Don’t overthink this either.

Depending on where you are, just make up some bullshit circumstantial reason to ask them a question, then go from there.

For instance, if a girl is sitting in a coffee shop, you could ask her about her laptop bag because you’re looking for one to buy your sister for her birthday.

(Note: Don’t worry about, “lying,” like this to have something to say. You can tell her it was bullshit later. If it does end up turning into something serious, she’ll love that your relationship began the same way every stupid rom-com starts.)

If you feel like the interaction is going well, it is perfectly normal to ask for her phone number before you leave.

You could also rehash our now classic, “Let me guess…” line if need be, however, unless you’re at a bar or nightclub, I’d avoid asking about their race or nationality.

In this case, it is far better to make it again something circumstantial that has to do with your environment.

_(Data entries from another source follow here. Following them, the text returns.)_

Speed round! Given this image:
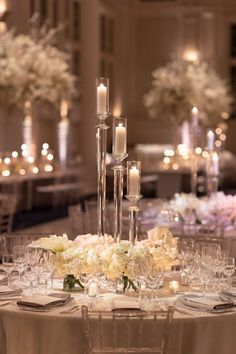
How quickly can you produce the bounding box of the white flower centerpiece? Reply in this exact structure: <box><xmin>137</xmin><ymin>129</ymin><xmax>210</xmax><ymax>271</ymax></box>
<box><xmin>168</xmin><ymin>192</ymin><xmax>236</xmax><ymax>226</ymax></box>
<box><xmin>0</xmin><ymin>19</ymin><xmax>76</xmax><ymax>108</ymax></box>
<box><xmin>144</xmin><ymin>60</ymin><xmax>232</xmax><ymax>126</ymax></box>
<box><xmin>30</xmin><ymin>227</ymin><xmax>177</xmax><ymax>291</ymax></box>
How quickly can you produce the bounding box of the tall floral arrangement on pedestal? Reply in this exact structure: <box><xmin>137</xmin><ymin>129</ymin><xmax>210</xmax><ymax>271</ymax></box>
<box><xmin>0</xmin><ymin>18</ymin><xmax>76</xmax><ymax>107</ymax></box>
<box><xmin>144</xmin><ymin>60</ymin><xmax>232</xmax><ymax>126</ymax></box>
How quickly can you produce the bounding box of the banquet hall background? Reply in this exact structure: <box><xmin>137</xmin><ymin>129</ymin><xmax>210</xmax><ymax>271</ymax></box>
<box><xmin>0</xmin><ymin>0</ymin><xmax>236</xmax><ymax>232</ymax></box>
<box><xmin>0</xmin><ymin>0</ymin><xmax>236</xmax><ymax>354</ymax></box>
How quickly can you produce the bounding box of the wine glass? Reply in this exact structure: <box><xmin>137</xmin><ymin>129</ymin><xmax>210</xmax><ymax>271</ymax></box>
<box><xmin>2</xmin><ymin>254</ymin><xmax>14</xmax><ymax>285</ymax></box>
<box><xmin>13</xmin><ymin>245</ymin><xmax>27</xmax><ymax>280</ymax></box>
<box><xmin>25</xmin><ymin>266</ymin><xmax>38</xmax><ymax>295</ymax></box>
<box><xmin>223</xmin><ymin>257</ymin><xmax>235</xmax><ymax>288</ymax></box>
<box><xmin>39</xmin><ymin>251</ymin><xmax>54</xmax><ymax>294</ymax></box>
<box><xmin>147</xmin><ymin>264</ymin><xmax>164</xmax><ymax>300</ymax></box>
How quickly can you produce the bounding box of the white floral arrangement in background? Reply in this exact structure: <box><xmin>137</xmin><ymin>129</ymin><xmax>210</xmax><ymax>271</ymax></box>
<box><xmin>144</xmin><ymin>60</ymin><xmax>232</xmax><ymax>127</ymax></box>
<box><xmin>30</xmin><ymin>227</ymin><xmax>177</xmax><ymax>286</ymax></box>
<box><xmin>168</xmin><ymin>192</ymin><xmax>236</xmax><ymax>225</ymax></box>
<box><xmin>0</xmin><ymin>17</ymin><xmax>76</xmax><ymax>106</ymax></box>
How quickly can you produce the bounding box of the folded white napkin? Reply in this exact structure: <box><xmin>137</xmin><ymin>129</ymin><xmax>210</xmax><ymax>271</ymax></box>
<box><xmin>112</xmin><ymin>299</ymin><xmax>140</xmax><ymax>310</ymax></box>
<box><xmin>182</xmin><ymin>295</ymin><xmax>234</xmax><ymax>310</ymax></box>
<box><xmin>221</xmin><ymin>288</ymin><xmax>236</xmax><ymax>300</ymax></box>
<box><xmin>17</xmin><ymin>293</ymin><xmax>71</xmax><ymax>308</ymax></box>
<box><xmin>0</xmin><ymin>285</ymin><xmax>22</xmax><ymax>297</ymax></box>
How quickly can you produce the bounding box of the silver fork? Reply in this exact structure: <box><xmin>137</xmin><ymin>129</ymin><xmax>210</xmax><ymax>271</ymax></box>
<box><xmin>60</xmin><ymin>305</ymin><xmax>80</xmax><ymax>315</ymax></box>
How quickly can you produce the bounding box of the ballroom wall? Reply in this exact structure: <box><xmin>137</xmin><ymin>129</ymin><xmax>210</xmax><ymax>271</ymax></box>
<box><xmin>0</xmin><ymin>0</ymin><xmax>236</xmax><ymax>167</ymax></box>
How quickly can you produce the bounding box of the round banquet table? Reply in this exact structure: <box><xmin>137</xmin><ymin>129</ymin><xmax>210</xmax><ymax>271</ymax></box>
<box><xmin>0</xmin><ymin>290</ymin><xmax>236</xmax><ymax>354</ymax></box>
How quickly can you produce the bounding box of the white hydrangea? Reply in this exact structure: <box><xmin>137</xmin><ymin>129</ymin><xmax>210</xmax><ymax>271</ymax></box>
<box><xmin>144</xmin><ymin>60</ymin><xmax>232</xmax><ymax>126</ymax></box>
<box><xmin>30</xmin><ymin>228</ymin><xmax>176</xmax><ymax>280</ymax></box>
<box><xmin>0</xmin><ymin>27</ymin><xmax>76</xmax><ymax>106</ymax></box>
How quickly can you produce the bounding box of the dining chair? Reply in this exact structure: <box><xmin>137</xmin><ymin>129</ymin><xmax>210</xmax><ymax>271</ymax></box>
<box><xmin>0</xmin><ymin>233</ymin><xmax>45</xmax><ymax>258</ymax></box>
<box><xmin>82</xmin><ymin>306</ymin><xmax>174</xmax><ymax>354</ymax></box>
<box><xmin>0</xmin><ymin>194</ymin><xmax>17</xmax><ymax>234</ymax></box>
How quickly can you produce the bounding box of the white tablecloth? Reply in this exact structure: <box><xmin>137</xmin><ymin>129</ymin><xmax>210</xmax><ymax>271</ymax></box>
<box><xmin>0</xmin><ymin>294</ymin><xmax>236</xmax><ymax>354</ymax></box>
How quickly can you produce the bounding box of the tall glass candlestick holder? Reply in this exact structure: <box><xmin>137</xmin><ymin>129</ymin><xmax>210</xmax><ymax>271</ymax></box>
<box><xmin>206</xmin><ymin>151</ymin><xmax>219</xmax><ymax>197</ymax></box>
<box><xmin>190</xmin><ymin>151</ymin><xmax>198</xmax><ymax>195</ymax></box>
<box><xmin>126</xmin><ymin>161</ymin><xmax>142</xmax><ymax>245</ymax></box>
<box><xmin>96</xmin><ymin>78</ymin><xmax>109</xmax><ymax>236</ymax></box>
<box><xmin>112</xmin><ymin>117</ymin><xmax>128</xmax><ymax>242</ymax></box>
<box><xmin>190</xmin><ymin>107</ymin><xmax>201</xmax><ymax>195</ymax></box>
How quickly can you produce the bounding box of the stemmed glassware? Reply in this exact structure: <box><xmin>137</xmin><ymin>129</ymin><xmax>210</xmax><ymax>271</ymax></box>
<box><xmin>39</xmin><ymin>252</ymin><xmax>54</xmax><ymax>294</ymax></box>
<box><xmin>147</xmin><ymin>265</ymin><xmax>164</xmax><ymax>300</ymax></box>
<box><xmin>223</xmin><ymin>257</ymin><xmax>235</xmax><ymax>288</ymax></box>
<box><xmin>13</xmin><ymin>245</ymin><xmax>27</xmax><ymax>283</ymax></box>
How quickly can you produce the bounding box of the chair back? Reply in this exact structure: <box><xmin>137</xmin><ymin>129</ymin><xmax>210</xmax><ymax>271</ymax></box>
<box><xmin>0</xmin><ymin>194</ymin><xmax>17</xmax><ymax>234</ymax></box>
<box><xmin>82</xmin><ymin>306</ymin><xmax>174</xmax><ymax>354</ymax></box>
<box><xmin>0</xmin><ymin>233</ymin><xmax>46</xmax><ymax>257</ymax></box>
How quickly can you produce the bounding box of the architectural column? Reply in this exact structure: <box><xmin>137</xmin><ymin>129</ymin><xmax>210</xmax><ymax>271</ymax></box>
<box><xmin>79</xmin><ymin>0</ymin><xmax>99</xmax><ymax>177</ymax></box>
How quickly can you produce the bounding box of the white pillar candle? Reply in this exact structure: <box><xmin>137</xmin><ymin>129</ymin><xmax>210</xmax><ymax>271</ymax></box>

Example: “Let me guess.. you’re a student at [xyz school that’s a few blocks away].”

If anxiety gets the best of you when doing this, take baby steps.

Start by just asking women questions or complimenting them, then walking away.

As you get more comfortable, you can push the interactions a little farther each time.

Step 3. Follow the above and you’ll be swimming in ass.

I’m kidding. Well, not really.

Since we know that no one does jack shit and there’s no competition, you probably will be.

While everyone else has their face glued to their Instagram and Facebook, you should have no issue standing out, especially if you follow step 2.

In this age of Soyboys and #MeToo accusations, no one approaches women during the day anymore, so you’ll stick out like a sore thumb.

Ayo hol’ up, so what you be sayin’ about meetin’ high quality women?

Good question – I almost forgot.

While the above is guaranteed to help you meet more women, meeting high-quality women is something you’ll have to filter and screen for yourself.

Now, you could make it a point to join your local Polo team and become a member of the high-end country club down the road, however, that could be a mute point.

You need to decide for yourself what makes a woman high quality, and, likewise, recognize that meeting women is a largely a numbers game.

So whether you’re looking online or in person, quality women will be there, you just need to give it time.

In other words, there are plenty of fish in the sea, but you may need to catch a lot of fish before you get a good one.

So get off the internet–unless you’re on the dating apps of course–get out of the house, and get going.